Mentre entravo nel quarto mese di gravidanza – che tempismo, che bestia feroce la memoria – ho cominciato a cadere nei miei ricordi.
Tutti cenavano rumorosamente, una sera d’estate, a casa nostra, e io faticavo a guardarli e a respirare.
Quando intorno a me ogni cosa e ogni persona iniziò a perdere peso e a ruotare lentamente, barcollai fino al giardino e non rientrai più. Allora gli altri lasciarono i piatti ancora pieni e mi raggiunsero.
È la gravidanza, può capitare di tutto, sai?”, diceva il loro coro incerto.
Luca annuiva. Sapevo che non sarebbe finita lì, ma ci sperai lo stesso.

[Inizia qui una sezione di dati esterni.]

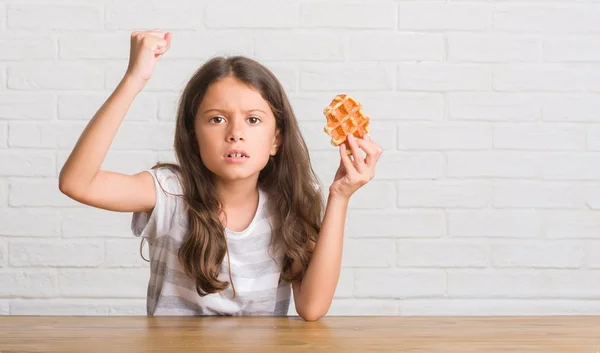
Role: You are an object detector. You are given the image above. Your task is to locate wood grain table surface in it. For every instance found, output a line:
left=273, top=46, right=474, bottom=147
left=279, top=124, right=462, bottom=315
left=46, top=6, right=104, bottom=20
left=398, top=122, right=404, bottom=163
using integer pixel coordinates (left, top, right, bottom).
left=0, top=316, right=600, bottom=353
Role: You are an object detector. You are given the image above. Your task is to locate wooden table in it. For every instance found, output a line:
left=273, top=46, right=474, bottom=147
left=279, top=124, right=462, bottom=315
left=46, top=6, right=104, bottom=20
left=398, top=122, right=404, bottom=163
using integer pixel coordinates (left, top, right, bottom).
left=0, top=316, right=600, bottom=353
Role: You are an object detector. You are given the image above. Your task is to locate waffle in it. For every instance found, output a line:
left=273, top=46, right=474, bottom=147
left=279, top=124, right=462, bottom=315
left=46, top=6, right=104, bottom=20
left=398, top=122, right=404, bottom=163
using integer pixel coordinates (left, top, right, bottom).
left=323, top=94, right=370, bottom=155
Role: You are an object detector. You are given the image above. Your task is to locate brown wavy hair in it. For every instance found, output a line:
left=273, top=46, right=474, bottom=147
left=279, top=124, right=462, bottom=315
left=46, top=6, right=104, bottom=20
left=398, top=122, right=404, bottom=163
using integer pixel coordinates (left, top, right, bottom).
left=152, top=56, right=324, bottom=296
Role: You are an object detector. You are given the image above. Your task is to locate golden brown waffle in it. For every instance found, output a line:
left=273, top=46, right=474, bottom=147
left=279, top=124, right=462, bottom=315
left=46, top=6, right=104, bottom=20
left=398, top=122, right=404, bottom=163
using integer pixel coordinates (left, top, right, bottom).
left=323, top=94, right=370, bottom=155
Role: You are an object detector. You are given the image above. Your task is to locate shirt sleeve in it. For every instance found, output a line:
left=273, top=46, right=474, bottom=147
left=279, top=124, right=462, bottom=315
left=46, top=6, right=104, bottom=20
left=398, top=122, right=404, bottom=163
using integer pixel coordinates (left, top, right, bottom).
left=131, top=168, right=182, bottom=241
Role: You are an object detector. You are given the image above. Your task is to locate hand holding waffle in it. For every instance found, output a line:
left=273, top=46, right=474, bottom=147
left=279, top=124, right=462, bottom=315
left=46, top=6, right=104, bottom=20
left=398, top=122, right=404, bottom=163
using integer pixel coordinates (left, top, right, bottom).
left=323, top=94, right=383, bottom=198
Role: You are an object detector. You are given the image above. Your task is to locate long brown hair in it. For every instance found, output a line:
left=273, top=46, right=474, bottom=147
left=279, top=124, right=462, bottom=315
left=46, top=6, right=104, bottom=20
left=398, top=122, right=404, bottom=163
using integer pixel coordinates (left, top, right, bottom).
left=153, top=56, right=324, bottom=296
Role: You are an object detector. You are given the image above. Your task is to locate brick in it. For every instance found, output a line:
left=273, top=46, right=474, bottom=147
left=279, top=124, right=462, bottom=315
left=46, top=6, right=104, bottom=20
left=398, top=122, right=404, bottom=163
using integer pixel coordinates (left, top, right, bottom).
left=397, top=123, right=492, bottom=150
left=204, top=0, right=298, bottom=28
left=539, top=153, right=600, bottom=180
left=300, top=2, right=396, bottom=29
left=346, top=33, right=444, bottom=61
left=254, top=33, right=344, bottom=61
left=544, top=210, right=600, bottom=239
left=0, top=149, right=56, bottom=177
left=300, top=63, right=394, bottom=91
left=448, top=210, right=544, bottom=238
left=542, top=35, right=600, bottom=62
left=10, top=240, right=104, bottom=267
left=0, top=269, right=58, bottom=298
left=8, top=61, right=104, bottom=90
left=491, top=240, right=585, bottom=268
left=354, top=269, right=446, bottom=298
left=446, top=151, right=537, bottom=178
left=397, top=63, right=492, bottom=92
left=58, top=92, right=158, bottom=121
left=346, top=210, right=446, bottom=238
left=494, top=124, right=585, bottom=151
left=10, top=298, right=109, bottom=316
left=106, top=0, right=204, bottom=29
left=0, top=208, right=61, bottom=237
left=397, top=181, right=491, bottom=208
left=342, top=239, right=395, bottom=268
left=493, top=5, right=600, bottom=34
left=0, top=35, right=58, bottom=61
left=398, top=1, right=492, bottom=31
left=446, top=92, right=541, bottom=122
left=493, top=181, right=585, bottom=208
left=59, top=268, right=150, bottom=299
left=60, top=207, right=133, bottom=238
left=493, top=63, right=600, bottom=92
left=541, top=94, right=600, bottom=122
left=6, top=4, right=104, bottom=30
left=8, top=178, right=81, bottom=207
left=0, top=92, right=56, bottom=120
left=448, top=269, right=600, bottom=300
left=396, top=239, right=490, bottom=268
left=448, top=34, right=542, bottom=63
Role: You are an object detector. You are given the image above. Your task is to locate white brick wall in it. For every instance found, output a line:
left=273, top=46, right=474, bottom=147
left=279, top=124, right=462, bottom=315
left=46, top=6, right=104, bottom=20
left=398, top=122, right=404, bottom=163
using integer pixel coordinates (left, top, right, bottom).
left=0, top=0, right=600, bottom=315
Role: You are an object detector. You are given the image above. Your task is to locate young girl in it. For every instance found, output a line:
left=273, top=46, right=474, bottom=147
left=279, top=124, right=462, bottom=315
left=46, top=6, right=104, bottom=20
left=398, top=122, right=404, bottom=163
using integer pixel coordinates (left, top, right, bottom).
left=59, top=30, right=382, bottom=321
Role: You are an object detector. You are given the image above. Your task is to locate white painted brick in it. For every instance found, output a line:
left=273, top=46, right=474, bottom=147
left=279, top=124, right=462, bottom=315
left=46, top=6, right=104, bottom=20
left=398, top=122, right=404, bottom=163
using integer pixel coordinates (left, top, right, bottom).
left=206, top=0, right=298, bottom=28
left=398, top=299, right=600, bottom=314
left=8, top=61, right=104, bottom=90
left=342, top=239, right=395, bottom=268
left=0, top=208, right=61, bottom=237
left=397, top=63, right=492, bottom=92
left=300, top=63, right=394, bottom=91
left=446, top=151, right=537, bottom=178
left=397, top=180, right=491, bottom=208
left=544, top=210, right=600, bottom=239
left=8, top=178, right=81, bottom=207
left=448, top=210, right=544, bottom=238
left=354, top=269, right=446, bottom=298
left=541, top=94, right=600, bottom=122
left=9, top=240, right=104, bottom=267
left=106, top=0, right=204, bottom=29
left=6, top=4, right=104, bottom=30
left=300, top=1, right=396, bottom=29
left=398, top=1, right=492, bottom=31
left=493, top=63, right=600, bottom=92
left=398, top=123, right=492, bottom=150
left=58, top=92, right=158, bottom=121
left=396, top=239, right=490, bottom=268
left=346, top=33, right=444, bottom=61
left=59, top=268, right=150, bottom=298
left=446, top=92, right=542, bottom=121
left=0, top=149, right=56, bottom=177
left=327, top=299, right=398, bottom=314
left=108, top=299, right=147, bottom=316
left=494, top=123, right=585, bottom=151
left=539, top=153, right=600, bottom=180
left=10, top=299, right=109, bottom=316
left=0, top=92, right=56, bottom=120
left=0, top=269, right=58, bottom=298
left=542, top=35, right=600, bottom=62
left=491, top=240, right=585, bottom=268
left=493, top=181, right=585, bottom=208
left=103, top=237, right=150, bottom=267
left=346, top=210, right=446, bottom=238
left=375, top=151, right=444, bottom=180
left=448, top=269, right=600, bottom=299
left=254, top=33, right=344, bottom=61
left=448, top=34, right=542, bottom=63
left=493, top=5, right=600, bottom=33
left=60, top=207, right=133, bottom=238
left=0, top=35, right=58, bottom=60
left=348, top=180, right=396, bottom=209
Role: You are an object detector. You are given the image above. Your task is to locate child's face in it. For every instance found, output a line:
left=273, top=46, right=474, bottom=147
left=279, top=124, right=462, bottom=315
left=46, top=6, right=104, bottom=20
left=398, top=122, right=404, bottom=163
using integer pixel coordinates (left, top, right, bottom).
left=194, top=77, right=280, bottom=181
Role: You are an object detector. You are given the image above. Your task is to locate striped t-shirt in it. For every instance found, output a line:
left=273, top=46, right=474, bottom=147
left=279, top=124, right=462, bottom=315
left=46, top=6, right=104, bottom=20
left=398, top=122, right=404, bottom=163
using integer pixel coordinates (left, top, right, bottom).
left=131, top=168, right=291, bottom=316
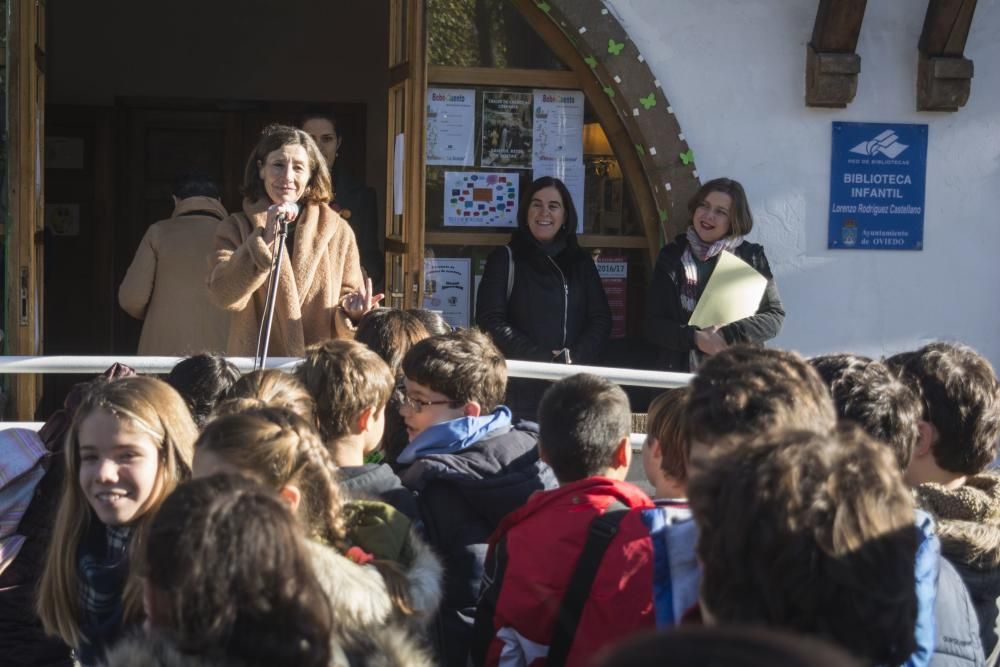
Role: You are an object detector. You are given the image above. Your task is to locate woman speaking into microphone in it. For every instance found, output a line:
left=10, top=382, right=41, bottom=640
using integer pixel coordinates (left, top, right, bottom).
left=208, top=125, right=382, bottom=356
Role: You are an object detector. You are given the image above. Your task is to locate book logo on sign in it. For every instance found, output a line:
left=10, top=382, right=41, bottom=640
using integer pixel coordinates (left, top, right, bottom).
left=851, top=130, right=909, bottom=160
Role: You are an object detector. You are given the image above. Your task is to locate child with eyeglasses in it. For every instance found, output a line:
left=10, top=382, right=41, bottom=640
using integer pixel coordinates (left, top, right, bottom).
left=397, top=329, right=557, bottom=665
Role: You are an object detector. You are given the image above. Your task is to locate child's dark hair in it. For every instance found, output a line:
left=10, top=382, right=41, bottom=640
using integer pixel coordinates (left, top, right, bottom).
left=403, top=329, right=507, bottom=414
left=688, top=425, right=919, bottom=665
left=146, top=475, right=333, bottom=667
left=195, top=407, right=346, bottom=549
left=354, top=308, right=431, bottom=377
left=295, top=340, right=396, bottom=446
left=886, top=342, right=1000, bottom=475
left=686, top=345, right=837, bottom=447
left=809, top=354, right=921, bottom=470
left=538, top=373, right=632, bottom=484
left=597, top=625, right=862, bottom=667
left=166, top=352, right=240, bottom=428
left=646, top=387, right=690, bottom=482
left=219, top=368, right=316, bottom=426
left=406, top=308, right=453, bottom=336
left=195, top=407, right=413, bottom=616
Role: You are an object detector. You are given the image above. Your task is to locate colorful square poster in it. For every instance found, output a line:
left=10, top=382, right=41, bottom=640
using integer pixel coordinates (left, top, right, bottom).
left=444, top=171, right=519, bottom=227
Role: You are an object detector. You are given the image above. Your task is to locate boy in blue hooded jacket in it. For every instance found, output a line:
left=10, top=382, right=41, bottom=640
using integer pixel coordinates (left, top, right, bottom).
left=397, top=329, right=558, bottom=665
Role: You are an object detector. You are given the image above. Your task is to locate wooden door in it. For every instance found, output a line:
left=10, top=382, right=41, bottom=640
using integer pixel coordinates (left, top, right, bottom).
left=385, top=0, right=427, bottom=308
left=4, top=0, right=45, bottom=420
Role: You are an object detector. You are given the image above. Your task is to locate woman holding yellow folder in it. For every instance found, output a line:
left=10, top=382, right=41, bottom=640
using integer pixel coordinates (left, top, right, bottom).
left=646, top=178, right=785, bottom=371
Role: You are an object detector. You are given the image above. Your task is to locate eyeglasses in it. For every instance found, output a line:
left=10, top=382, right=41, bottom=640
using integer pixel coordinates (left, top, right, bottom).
left=399, top=394, right=458, bottom=414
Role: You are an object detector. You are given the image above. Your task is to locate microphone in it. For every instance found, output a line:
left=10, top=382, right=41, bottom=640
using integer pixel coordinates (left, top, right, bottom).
left=275, top=202, right=299, bottom=225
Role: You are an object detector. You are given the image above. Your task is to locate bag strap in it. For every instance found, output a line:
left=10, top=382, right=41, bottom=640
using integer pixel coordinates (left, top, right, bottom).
left=504, top=245, right=514, bottom=301
left=545, top=500, right=629, bottom=667
left=469, top=535, right=507, bottom=666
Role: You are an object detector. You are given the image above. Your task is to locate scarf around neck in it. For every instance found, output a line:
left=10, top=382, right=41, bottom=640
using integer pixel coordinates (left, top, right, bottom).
left=396, top=405, right=511, bottom=464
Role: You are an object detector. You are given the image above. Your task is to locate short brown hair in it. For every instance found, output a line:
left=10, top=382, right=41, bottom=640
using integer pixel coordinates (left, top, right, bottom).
left=809, top=354, right=921, bottom=470
left=646, top=387, right=690, bottom=482
left=222, top=368, right=316, bottom=425
left=240, top=124, right=333, bottom=204
left=686, top=345, right=837, bottom=446
left=354, top=308, right=431, bottom=376
left=403, top=329, right=507, bottom=413
left=688, top=178, right=753, bottom=236
left=538, top=373, right=632, bottom=484
left=688, top=425, right=919, bottom=665
left=886, top=342, right=1000, bottom=475
left=295, top=340, right=396, bottom=446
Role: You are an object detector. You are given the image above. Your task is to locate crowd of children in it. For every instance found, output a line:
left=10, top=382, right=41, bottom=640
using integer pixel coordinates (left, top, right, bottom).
left=0, top=309, right=1000, bottom=667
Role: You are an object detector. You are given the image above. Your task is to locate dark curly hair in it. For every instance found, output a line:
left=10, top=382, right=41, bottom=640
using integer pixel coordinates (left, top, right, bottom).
left=166, top=352, right=240, bottom=428
left=688, top=425, right=919, bottom=665
left=809, top=354, right=922, bottom=470
left=686, top=345, right=837, bottom=446
left=538, top=373, right=632, bottom=484
left=403, top=329, right=507, bottom=414
left=145, top=475, right=333, bottom=667
left=886, top=342, right=1000, bottom=475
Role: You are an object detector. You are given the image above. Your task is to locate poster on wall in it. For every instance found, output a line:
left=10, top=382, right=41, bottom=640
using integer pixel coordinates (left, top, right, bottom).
left=444, top=171, right=518, bottom=227
left=595, top=255, right=628, bottom=338
left=427, top=88, right=476, bottom=167
left=424, top=257, right=472, bottom=328
left=827, top=122, right=927, bottom=250
left=479, top=90, right=532, bottom=169
left=531, top=90, right=586, bottom=234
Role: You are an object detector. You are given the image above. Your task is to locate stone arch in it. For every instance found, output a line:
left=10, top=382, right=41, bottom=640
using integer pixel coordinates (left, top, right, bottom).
left=533, top=0, right=700, bottom=240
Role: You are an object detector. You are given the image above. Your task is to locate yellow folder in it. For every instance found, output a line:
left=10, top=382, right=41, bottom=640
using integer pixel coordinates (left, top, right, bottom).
left=688, top=250, right=767, bottom=328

Al sesto mese arrivarono i primi regali. Tutine, copertine, bavaglini. Tutto bianco e giallo, perché Luca non voleva sapere il sesso e io, a quel punto, non volevo sapere più nulla. Non volevo nemmeno toccarle quelle cose, mi accorsi che non ci riuscivo. Allora lo feci in sogno, una mattina, nel letto caldo del sole già alto.
Si è rotta Eva.
Mi aspettavano al risveglio, perfettamente vigili, quelle parole zittite da che ero bambina. Il tessuto fresco delle tutine che avevo sognato di accarezzare mi scivolò dalle dita. Mi alzai gonfia, vomitai, poi uscii a passeggiare.
Giorno dopo giorno, Luca imparò a non farmi domande. Lievitavo indispettita da quello che mi cresceva dentro e facevo di tutto per non parlarne. Raramente, accorgendosi che trattenevo il respiro, Luca allungava una mano sulla mia pancia per sentire suo figlio scalciare. L’ultima volta eravamo sul divano, guardavamo un film piuttosto stupido e io credevo che lui stesse dormendo. Invece mi toccò in silenzio, con gli occhi chiusi.
Realizzai che non averlo sentito scusarsi, subito dopo, mi aveva lasciata piuttosto sorpresa.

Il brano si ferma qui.